Trent grabs his wife out from under Savannah’s arm. “What if I want to spend time alone with my wife tonight?”
“Then you should have been faster on the invite.” Savannah leans over to whisper in Elizabeth’s ear, causing the older woman to blush and giggle.
“You three have more energy than I do. I’m beat and heading back to my hotel.” I push my chair in and turn toward the door. “I need my beauty sleep before my flight tomorrow.”
“Wait up.” Trent returns his wife to Savannah’s arms. “Don’t run off without me, you two. I just need a second.”
Standing, he stumbles to his feet to chase after me through the crowded bar.
I wait for him by the door, and he motions for us to go outside.
As the bar door swings shut behind us, it cuts off the ruckus from inside, and the quiet of the night comes as a relief against my overstimulated senses.
I turn to Trent and arch a brow. “What’s up?”
He digs into his vest pocket and pulls out a thick brown envelope. “Here. Jerry wanted you to have his full cut, as thanks for saving Savannah’s stupid ass.”
I lift my hands and take a step back. “You already paid me what you promised. There’s no need for extra.”
“Just take it.” Trent slaps the envelope against my chest and releases it, leaving me no choice but to catch it or let it fall to the ground. “Use it to buy something nice for the people you left back in Clearhelm.”
Trent knows I don’t need money any more than he does. We do this business because we love it. But I appreciate the gesture and tuck the money away.
When he doesn’t go back inside the bar to join the others, though, I realize this was just a lead-in to what he really wanted to say. “Was there something else?”
“You’re always welcome on my team. Jobs run smoother with another level head around to offset those two.” He tips his head toward the entrance to the bar.
It feels like there’s more to the statement. “But?”
“Just don’t run here too often, you hear? This line of work we do, we’re lucky as hell to find people who want to stand by our sides and love us,” he says gruffly. “Take it from me, though. They’ll put up with a lot of shit, but there’s a breaking point when the bad times outweigh the good.

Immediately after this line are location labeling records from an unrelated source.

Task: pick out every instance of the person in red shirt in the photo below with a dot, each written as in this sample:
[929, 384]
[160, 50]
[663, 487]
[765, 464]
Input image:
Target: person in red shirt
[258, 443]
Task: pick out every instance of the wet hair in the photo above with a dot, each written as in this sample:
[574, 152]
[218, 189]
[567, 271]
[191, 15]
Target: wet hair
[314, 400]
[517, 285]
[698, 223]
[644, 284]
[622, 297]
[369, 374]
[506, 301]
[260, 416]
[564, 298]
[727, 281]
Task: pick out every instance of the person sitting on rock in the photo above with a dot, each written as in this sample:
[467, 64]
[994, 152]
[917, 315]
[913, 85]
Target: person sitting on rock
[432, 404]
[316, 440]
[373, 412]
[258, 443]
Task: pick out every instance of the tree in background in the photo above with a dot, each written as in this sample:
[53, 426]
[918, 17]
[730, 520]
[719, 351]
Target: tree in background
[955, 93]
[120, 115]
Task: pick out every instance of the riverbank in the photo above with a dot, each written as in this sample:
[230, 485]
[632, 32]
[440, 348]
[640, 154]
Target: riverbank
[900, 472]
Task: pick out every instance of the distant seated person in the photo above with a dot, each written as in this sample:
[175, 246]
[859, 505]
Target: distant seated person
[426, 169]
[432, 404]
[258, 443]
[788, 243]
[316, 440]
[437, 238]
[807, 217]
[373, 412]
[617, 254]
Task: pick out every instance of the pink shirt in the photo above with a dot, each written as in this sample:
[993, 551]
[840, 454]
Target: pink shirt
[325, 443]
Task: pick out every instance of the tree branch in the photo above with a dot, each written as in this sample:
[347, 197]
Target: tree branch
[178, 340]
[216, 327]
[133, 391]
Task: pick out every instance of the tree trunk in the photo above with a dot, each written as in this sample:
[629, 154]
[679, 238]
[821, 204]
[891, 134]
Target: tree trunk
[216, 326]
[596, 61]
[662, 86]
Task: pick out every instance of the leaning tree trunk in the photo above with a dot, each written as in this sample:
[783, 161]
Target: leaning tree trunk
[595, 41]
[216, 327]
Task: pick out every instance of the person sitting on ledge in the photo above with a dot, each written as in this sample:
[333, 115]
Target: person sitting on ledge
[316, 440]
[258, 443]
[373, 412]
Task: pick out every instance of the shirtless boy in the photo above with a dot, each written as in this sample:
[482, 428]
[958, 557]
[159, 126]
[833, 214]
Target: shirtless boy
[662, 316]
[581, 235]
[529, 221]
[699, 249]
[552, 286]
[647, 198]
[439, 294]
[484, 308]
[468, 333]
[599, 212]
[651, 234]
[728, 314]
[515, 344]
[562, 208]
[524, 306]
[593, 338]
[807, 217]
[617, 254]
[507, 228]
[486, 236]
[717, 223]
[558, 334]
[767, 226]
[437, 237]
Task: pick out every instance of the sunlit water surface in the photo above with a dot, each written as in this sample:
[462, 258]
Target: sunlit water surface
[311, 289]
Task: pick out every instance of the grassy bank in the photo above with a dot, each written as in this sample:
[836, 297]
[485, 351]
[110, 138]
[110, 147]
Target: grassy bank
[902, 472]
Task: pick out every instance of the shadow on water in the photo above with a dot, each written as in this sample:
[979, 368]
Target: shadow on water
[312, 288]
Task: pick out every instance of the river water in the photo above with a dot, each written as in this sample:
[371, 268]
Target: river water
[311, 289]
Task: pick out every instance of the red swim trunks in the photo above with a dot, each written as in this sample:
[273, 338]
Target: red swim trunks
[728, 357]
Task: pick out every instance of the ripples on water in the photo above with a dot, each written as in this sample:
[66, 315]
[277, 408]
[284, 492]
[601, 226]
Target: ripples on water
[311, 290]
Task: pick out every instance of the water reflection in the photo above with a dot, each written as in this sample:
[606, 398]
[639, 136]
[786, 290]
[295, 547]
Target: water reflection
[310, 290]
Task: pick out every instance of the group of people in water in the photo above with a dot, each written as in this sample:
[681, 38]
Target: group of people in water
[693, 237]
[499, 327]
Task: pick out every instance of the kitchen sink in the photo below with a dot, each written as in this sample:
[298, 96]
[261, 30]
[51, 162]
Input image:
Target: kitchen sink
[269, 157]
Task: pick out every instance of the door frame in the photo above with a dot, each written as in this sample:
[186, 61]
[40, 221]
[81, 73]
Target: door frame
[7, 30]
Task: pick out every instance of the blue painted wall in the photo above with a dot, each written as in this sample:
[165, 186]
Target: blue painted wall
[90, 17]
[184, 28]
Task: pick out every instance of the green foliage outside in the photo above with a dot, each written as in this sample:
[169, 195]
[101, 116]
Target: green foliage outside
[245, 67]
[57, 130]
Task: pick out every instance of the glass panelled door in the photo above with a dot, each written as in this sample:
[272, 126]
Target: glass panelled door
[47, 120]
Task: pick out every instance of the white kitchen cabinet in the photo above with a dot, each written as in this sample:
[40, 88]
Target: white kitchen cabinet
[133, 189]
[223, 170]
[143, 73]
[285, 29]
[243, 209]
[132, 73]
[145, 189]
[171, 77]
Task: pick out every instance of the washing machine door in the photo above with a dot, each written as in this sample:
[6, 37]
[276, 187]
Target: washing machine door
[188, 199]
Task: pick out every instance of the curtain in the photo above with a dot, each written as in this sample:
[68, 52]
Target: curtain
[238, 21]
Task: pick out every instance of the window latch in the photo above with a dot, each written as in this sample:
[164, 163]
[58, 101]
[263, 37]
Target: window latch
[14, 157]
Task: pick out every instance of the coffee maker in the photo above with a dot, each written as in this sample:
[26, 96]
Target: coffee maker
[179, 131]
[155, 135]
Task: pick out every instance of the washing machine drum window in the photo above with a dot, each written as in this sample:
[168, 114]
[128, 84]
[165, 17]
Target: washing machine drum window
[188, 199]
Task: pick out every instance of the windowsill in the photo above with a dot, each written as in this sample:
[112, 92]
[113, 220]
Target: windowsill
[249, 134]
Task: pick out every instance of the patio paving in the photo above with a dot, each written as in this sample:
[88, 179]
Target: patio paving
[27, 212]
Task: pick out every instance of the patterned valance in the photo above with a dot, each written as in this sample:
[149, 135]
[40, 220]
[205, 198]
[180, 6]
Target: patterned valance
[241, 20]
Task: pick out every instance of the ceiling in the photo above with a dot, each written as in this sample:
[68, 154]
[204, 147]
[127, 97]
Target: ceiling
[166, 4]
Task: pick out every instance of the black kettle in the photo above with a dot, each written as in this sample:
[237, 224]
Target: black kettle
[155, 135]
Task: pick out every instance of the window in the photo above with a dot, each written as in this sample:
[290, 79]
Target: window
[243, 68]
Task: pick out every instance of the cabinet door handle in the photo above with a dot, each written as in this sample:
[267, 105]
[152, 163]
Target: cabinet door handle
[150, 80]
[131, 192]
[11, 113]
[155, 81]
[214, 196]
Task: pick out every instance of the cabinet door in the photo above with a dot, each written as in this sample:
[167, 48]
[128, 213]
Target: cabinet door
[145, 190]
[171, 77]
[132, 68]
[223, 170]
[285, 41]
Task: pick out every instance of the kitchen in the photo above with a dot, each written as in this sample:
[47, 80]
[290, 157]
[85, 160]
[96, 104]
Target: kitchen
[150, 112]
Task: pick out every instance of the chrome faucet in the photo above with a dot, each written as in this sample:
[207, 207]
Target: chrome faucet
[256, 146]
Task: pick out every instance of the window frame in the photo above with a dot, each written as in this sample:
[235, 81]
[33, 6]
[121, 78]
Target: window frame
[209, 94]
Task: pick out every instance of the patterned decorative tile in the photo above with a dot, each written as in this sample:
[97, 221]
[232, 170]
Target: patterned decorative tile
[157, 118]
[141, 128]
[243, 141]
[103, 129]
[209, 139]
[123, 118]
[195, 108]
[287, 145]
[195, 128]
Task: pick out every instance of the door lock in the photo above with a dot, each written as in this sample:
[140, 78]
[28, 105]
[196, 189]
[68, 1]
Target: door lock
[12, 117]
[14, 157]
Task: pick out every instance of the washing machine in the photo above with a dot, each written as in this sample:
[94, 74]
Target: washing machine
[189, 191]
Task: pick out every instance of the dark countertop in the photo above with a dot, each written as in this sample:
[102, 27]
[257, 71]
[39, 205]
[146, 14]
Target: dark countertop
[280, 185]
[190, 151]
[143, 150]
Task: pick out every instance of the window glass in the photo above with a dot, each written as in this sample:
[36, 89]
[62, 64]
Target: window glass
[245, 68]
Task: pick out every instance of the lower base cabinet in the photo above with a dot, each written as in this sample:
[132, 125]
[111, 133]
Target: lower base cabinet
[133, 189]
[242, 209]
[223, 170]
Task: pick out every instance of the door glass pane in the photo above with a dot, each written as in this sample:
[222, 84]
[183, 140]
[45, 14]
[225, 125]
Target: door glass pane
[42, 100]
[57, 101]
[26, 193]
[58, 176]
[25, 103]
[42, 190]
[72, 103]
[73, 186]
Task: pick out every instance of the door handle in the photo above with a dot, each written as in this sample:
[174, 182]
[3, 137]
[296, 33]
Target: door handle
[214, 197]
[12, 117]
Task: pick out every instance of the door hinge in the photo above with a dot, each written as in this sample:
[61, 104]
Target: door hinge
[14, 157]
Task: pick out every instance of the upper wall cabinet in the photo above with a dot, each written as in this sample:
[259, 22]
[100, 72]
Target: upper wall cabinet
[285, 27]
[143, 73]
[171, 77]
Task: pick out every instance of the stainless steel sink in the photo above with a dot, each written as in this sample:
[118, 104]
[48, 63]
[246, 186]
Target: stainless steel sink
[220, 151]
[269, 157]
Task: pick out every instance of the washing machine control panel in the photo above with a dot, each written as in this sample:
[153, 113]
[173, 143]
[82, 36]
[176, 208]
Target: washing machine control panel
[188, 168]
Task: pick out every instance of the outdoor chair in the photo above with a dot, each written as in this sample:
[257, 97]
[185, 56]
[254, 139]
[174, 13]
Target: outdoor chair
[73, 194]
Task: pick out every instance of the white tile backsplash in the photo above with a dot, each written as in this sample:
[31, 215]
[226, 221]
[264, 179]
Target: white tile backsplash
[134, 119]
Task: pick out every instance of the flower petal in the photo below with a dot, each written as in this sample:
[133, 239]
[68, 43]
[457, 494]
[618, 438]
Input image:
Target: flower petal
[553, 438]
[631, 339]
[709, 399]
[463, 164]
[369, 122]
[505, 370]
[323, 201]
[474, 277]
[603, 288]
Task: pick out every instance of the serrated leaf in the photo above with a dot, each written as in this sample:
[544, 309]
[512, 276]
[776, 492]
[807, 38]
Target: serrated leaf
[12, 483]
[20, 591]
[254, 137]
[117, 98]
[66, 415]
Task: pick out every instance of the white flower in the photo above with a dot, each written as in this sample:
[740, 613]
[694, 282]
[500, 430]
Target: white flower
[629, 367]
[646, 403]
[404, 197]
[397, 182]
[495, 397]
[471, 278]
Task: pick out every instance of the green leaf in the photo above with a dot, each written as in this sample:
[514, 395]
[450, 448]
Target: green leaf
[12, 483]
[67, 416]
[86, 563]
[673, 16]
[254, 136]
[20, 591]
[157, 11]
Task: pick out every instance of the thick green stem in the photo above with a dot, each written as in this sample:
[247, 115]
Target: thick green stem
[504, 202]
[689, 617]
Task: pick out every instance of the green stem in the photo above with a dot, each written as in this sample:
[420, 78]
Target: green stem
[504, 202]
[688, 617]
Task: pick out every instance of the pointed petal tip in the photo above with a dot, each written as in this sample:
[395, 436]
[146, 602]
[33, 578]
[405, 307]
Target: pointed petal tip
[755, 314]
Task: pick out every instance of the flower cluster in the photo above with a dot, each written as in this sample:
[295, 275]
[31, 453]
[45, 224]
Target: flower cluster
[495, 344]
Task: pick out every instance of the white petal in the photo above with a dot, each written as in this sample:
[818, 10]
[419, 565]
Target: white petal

Fix whatever’s going on in your head, because you don’t want to go home one day to an empty house.”
With a nod of farewell, Trent ducks back into the bar, leaving his words hanging heavy in the air.
I turn and head down the block. The hotel where I booked a room when I first arrived in town isn’t far from where they decided to celebrate.
As I walk, his words continue to circle in my head. I know I’ve been running. I just didn’t realize I was that obvious about it. But I don’t know if there’s a cure for what’s wrong with my head. Or rather, the voice that’s missing from it.
Darius had become a part of me, and now there’s a gaping, raw wound where he existed.
How am I supposed to sew that shut? How am I supposed to go home, be near Flint, and not think about how Darius’s death is on his hands? It’s his fault this happened, and I keep hoping that the feeling will go away. That distance will make it hurt less. But the pain refuses to stop.
If I run away from my people, it might break us. But when I’m there, I feel like a ticking timebomb with a clock I can’t stop. The explosion is going to happen, and there’s no way to know what the fallout will be when it does.
My hand lifts to the amulet that hides beneath my shirt. Focum’s Heart. The broken fire-amulet that came to life the second Darius stopped breathing. He went to great lengths to get it for me to prepare for him leaving my body, and his sacrifice made it work again.
Every pulse reminds me that my survival was bought at the cost of Darius’s heart.
My fingers clench around it, the desire to rip it off nearly overwhelming. Without its presence, the fires inside me would be free to rage, free to burn until I felt nothing at all. The hard edges dig into my palm, the warmth of the gem growing until it hurts to hold.
Burning wouldn’t solve anything, though. I’d just come back, and everything Darius did for me would be for nothing.
Slowly, I force my fist open and stare at the angry red burn on my palm. It hurts with a deep, throbbing pain that I welcome. Without Darius inside me, I heal at a normal speed, and this scar will be a reminder of how fragile I am now. At least until I die again, and then even the scar will vanish.
Maybe I should do that, too. Vanish until I can be sure I won’t lash out at the people I love.
My phone vibrates in my pocket. When I pull it out to see Pen’s name on the screen, thoughts of vanishing slip away. Despite my lack of responses, Pen has sent me a simple message every night reminding me of her love and that my family is there waiting for my return.
The homesickness comes back with a rush. I can’t abandon them. I need Pen’s soft embrace and quiet understanding, her fierce protectiveness and the joy we share in a good fight. I need Sharpe’s quick mind and steadfastness, and I need Flint’s laughter and refusal for me to linger too long in my own thoughts.